The combined company would have its executive offices in Dublin, where it will benefit from Ireland’s significantly lower corporate tax rates. But the merged company would continue to operate in Minneapolis, where Medtronic employs more than 8,000, the companies said late Sunday in a release.
Medtronic makes pacemakers and insulin pumps, among other products, while Covidien specializes in surgical equipment.
The move is the latest in a series of efforts by domestic companies to use mergers to reincorporate overseas for tax reasons, otherwise known as tax inversion, and it has raised concern among some U.S. lawmakers. Ireland taxes corporate income at 12.5 percent, compared with a top marginal rate of 39.6 percent in the United States, according to the tax advisory firm KPMG.
For example, drug-maker Pfizer recently tried unsuccessfully to acquire U.K.-based Astra-Zeneca, and would have moved its corporate headquarters to the U.K. The banana distribution company Chiquita agreed to buy an Irish firm, Fyffes, in March.
According to a recent report, the majority of Fortune 500 companies stash their cash away from the reach of United States authorities in tax havens around the world, keeping $90 billion out of the country’s coffers. In 2013, Apple, GE, Microsoft, Pfizer and Merck rounded out the top five in the amount of profit held offshore in subsidiary shell companies, according to the study, conducted by the U.S. Public Interest Research Group and the Center for Tax Justice.
However, Medtronic said it was driven by a complementary strategy with Covidien on medical technology rather than tax considerations.
"The real purpose of this, in the end, is strategic, both in the intermediate term and the long term," Medtronic Chief Executive Omar Ishrak told Reuters in an interview after the deal was announced. "It is good for the U.S. in that we will make more investment in U.S. technologies, which previously we could not."
As a result of savings from the deal, Medtronic said it would spend an additional $10 billion over the next decade in investments, acquisitions and research and development in the United States.
Since 2008, about two dozen U.S. companies have used the tax inversion strategy, versus about the same number over the previous 25 years, according to a Reuters review of transactions.

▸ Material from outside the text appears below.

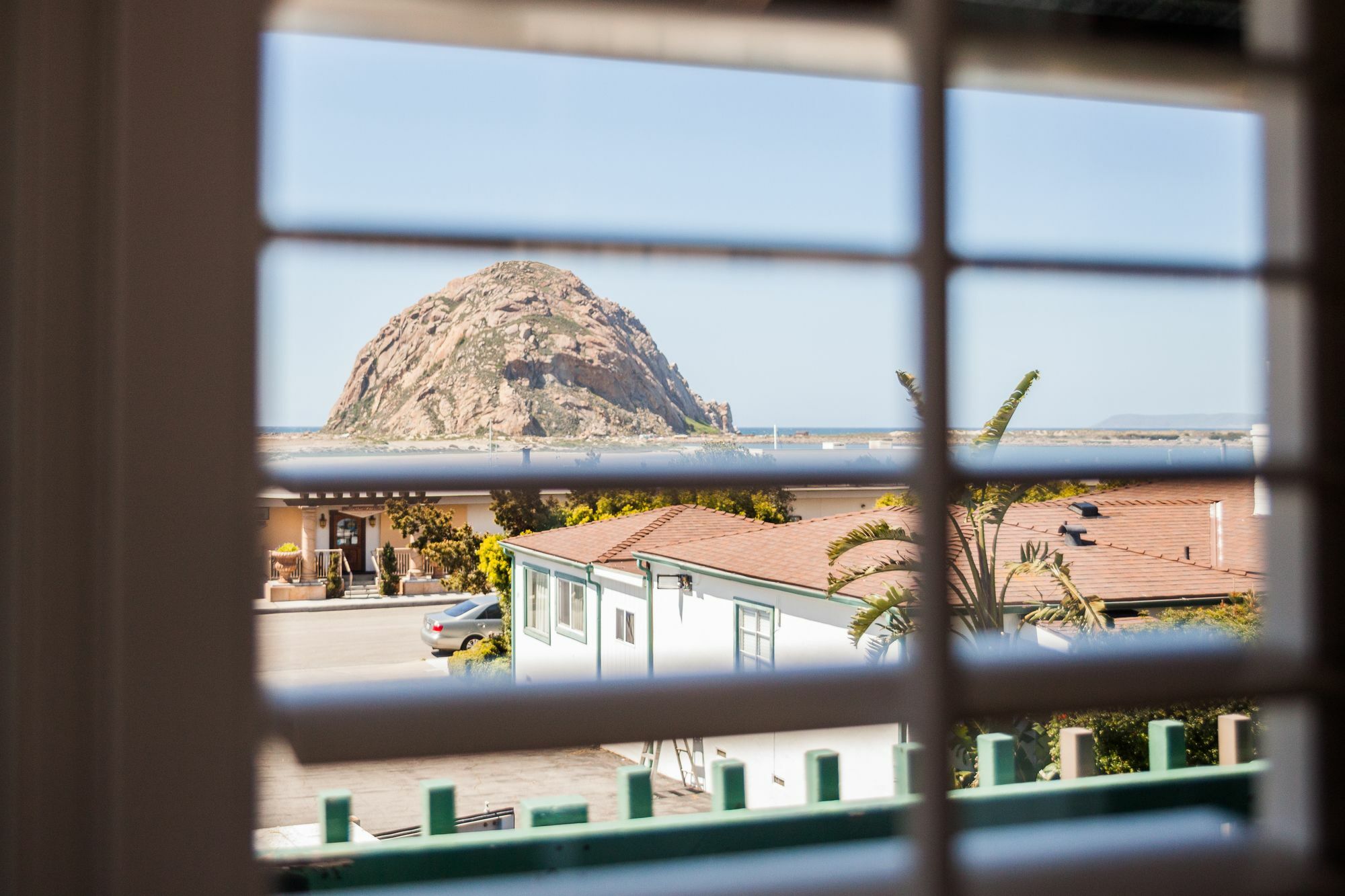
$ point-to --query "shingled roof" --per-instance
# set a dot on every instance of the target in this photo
(611, 541)
(1140, 553)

Ireland, the Netherlands, Switzerland, Canada and Britain have lately been the most common destinations of U.S. companies seeking new tax domiciles. The U.K. tax rate for companies is due to drop to 20 percent from 21 percent next year.
Some U.S. lawmakers are concerned that the deals erode government revenue by giving corporations another tax-avoiding loophole. Two bills in the U.S. Congress and a White House proposal would make inversions harder to do, but neither has gained much traction. Republicans have expressed concern about inversions, but have not put forward legislation of their own.
In its latest report, the Organization for Economic Cooperation and Development recommended that the U.S. lower its corporate tax rate to accelerate domestic growth.
Some lawmakers have said that anti-inversion curbs should be tackled as part of a comprehensive overhaul of the loophole-riddled U.S. tax code, but this is a difficult project that Congress has not tackled since 1986.
"These transactions are about tax avoidance, plain and simple," Sen. Carl Levin, D-Michigan, who introduced a bill in May to restrict the deals, said in a release. "Our legislation would clamp down on this loophole to prevent corporations from shifting their tax burden onto their competitors and average Americans."